Cataracts is another common problem that a lot of German Shepherds develop as they age. If your GSD has cataracts, their eyes will appear hazy and cloudy which can lead to blindness if it’s not treated immediately. This health problem is usually developed around the age of 8 so it’s important that you take your older German Shepherd in for a regular checkup to ensure their eyes don’t develop cataracts!
German Shepherds also have a life expectancy of around 10 to 12 years.
German Shepherd Exercise & Training Tips
The German Shepherd is an incredibly intelligent and active breed so it’s important that you give them plenty of mental stimulation and regular exercise each day. This includes going on long walks with them, playing games with them inside or outside, and training with them every single day! These dogs love learning new tricks so it’s a good idea to teach them as many as possible.
When your German Shepherd is being trained, you should always use encouraging words and phrases because the last thing you want is for your dog to lose their confidence. German Shepherds respond very well to positive reinforcement so rewarding them for doing something right is important! You should never punish your GSD if they do something wrong because it will only make them confused.
It’s also a good idea to train your German Shepherd not to bark unless it’s absolutely necessary because these dogs tend to bark at everything that moves. A lot of owners like to teach their dogs the “quiet” command so they can train them to stop barking when they need to.
If you’re in the process of potty training your German Shepherd, you should try using a crate or confining them in an area with no carpeting or rugs.
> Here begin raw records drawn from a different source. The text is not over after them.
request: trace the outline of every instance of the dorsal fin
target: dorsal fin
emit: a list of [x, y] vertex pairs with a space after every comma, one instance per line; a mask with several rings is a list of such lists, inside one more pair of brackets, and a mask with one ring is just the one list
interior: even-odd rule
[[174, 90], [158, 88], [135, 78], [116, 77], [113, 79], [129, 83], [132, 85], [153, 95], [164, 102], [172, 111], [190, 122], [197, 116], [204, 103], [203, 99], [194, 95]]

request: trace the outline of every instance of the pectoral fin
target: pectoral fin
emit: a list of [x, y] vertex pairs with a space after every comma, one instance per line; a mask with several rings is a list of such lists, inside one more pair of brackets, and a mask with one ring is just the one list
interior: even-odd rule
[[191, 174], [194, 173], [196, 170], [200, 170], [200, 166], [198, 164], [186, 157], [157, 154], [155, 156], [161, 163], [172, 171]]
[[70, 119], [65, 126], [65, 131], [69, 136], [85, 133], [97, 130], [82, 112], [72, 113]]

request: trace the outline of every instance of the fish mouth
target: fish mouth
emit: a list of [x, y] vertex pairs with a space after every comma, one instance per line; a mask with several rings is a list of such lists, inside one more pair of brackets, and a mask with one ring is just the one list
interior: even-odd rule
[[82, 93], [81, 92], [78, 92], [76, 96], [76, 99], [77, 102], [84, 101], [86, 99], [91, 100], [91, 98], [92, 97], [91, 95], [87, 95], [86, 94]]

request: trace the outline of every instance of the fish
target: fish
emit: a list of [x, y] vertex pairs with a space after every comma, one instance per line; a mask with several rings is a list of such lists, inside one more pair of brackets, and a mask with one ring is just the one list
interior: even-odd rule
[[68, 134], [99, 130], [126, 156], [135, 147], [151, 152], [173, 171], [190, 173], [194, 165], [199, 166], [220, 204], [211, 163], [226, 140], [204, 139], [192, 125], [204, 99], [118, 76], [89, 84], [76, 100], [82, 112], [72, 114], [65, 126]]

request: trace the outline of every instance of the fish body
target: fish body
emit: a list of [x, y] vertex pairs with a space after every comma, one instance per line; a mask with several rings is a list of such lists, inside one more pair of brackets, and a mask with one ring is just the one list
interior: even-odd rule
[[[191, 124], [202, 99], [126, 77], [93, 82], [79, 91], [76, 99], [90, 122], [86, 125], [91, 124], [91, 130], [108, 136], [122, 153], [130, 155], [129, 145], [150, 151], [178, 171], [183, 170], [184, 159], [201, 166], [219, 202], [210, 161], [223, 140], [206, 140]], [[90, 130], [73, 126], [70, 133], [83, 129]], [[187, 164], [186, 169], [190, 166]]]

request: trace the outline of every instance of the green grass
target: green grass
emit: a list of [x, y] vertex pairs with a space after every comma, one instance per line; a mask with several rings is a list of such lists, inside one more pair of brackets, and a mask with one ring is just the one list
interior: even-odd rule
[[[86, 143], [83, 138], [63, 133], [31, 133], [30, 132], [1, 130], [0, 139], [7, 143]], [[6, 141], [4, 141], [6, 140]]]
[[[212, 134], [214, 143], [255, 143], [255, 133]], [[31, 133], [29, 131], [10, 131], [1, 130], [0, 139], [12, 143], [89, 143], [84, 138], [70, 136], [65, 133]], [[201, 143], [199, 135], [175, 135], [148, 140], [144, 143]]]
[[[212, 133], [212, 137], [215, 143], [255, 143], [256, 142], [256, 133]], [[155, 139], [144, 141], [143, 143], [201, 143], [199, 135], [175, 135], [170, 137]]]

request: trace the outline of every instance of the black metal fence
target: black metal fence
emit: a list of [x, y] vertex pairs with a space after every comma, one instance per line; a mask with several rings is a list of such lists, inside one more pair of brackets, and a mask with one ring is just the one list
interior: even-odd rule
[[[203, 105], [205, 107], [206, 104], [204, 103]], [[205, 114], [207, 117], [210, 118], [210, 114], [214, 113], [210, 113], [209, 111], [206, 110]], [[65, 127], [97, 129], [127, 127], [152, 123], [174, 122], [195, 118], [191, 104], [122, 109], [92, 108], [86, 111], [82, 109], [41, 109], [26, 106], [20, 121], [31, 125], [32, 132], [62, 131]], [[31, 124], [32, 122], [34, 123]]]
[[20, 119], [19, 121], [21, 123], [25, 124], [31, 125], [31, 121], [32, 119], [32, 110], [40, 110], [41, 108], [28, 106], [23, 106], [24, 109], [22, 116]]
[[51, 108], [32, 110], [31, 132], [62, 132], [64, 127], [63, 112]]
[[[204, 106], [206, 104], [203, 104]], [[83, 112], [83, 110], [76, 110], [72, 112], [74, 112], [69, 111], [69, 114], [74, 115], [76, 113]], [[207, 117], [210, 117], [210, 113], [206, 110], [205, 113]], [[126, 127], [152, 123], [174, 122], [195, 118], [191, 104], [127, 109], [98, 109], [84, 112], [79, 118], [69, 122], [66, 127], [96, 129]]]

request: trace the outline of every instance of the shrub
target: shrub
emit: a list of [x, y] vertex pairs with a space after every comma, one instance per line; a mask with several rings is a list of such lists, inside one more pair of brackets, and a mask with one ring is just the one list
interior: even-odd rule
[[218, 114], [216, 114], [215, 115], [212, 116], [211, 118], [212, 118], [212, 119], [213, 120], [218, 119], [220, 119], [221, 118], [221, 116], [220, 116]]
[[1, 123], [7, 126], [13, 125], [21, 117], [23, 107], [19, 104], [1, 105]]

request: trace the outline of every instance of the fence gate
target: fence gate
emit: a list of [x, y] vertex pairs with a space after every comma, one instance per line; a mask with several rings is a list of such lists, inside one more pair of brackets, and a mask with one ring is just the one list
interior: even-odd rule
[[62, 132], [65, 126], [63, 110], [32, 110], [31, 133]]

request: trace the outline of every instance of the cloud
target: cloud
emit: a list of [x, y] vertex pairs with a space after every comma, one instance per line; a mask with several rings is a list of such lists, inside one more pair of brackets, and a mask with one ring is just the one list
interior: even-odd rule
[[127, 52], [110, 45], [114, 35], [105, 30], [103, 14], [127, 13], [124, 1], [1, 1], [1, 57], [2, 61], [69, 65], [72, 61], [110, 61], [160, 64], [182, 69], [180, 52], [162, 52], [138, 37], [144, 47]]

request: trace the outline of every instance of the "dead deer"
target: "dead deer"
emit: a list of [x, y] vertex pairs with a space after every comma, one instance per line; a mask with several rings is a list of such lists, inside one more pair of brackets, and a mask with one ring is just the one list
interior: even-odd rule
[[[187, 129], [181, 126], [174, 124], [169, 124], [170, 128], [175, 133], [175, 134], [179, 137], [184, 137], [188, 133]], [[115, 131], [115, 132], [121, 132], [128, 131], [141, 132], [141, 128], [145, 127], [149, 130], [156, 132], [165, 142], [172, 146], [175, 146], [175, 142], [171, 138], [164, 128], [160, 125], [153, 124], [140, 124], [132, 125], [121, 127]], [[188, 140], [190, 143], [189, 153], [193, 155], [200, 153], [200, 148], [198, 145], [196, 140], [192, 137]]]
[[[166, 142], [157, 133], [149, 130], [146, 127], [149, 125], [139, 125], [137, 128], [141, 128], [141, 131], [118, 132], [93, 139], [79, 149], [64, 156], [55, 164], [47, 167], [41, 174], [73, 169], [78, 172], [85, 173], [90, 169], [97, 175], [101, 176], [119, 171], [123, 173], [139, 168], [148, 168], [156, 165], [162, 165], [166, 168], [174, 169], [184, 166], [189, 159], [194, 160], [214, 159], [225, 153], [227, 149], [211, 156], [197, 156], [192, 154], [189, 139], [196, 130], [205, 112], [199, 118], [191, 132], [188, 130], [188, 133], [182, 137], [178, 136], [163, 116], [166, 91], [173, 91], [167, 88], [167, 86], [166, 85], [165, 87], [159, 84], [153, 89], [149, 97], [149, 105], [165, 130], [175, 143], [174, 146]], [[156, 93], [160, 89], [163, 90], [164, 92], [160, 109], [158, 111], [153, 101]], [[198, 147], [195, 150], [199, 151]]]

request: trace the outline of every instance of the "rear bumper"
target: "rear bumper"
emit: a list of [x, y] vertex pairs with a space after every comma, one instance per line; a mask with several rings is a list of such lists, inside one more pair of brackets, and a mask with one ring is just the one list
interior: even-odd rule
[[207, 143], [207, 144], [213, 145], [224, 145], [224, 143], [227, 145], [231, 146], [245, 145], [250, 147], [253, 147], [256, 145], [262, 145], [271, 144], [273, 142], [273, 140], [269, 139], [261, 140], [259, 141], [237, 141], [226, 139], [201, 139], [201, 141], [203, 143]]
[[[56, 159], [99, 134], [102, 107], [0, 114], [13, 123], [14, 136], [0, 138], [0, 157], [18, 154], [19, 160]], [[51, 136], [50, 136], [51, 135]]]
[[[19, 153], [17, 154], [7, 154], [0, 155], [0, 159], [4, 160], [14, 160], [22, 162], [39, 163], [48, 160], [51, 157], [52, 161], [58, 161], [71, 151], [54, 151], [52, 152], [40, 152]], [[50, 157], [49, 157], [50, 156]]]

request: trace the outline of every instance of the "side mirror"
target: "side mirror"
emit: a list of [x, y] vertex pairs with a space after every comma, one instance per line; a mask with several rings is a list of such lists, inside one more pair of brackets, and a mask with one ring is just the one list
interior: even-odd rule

It’s best if the confinement area is small because your German Shepherd will not want to make a mess there. You can teach them the “kennel” command so they know that whenever they’re inside this area, it’s time to use the bathroom!
The German Shepherd should also be socialized with other dogs and people at an early age, preferably when they are between 4 and 16 weeks of age. This will help them become more comfortable around different breeds, people, and locations.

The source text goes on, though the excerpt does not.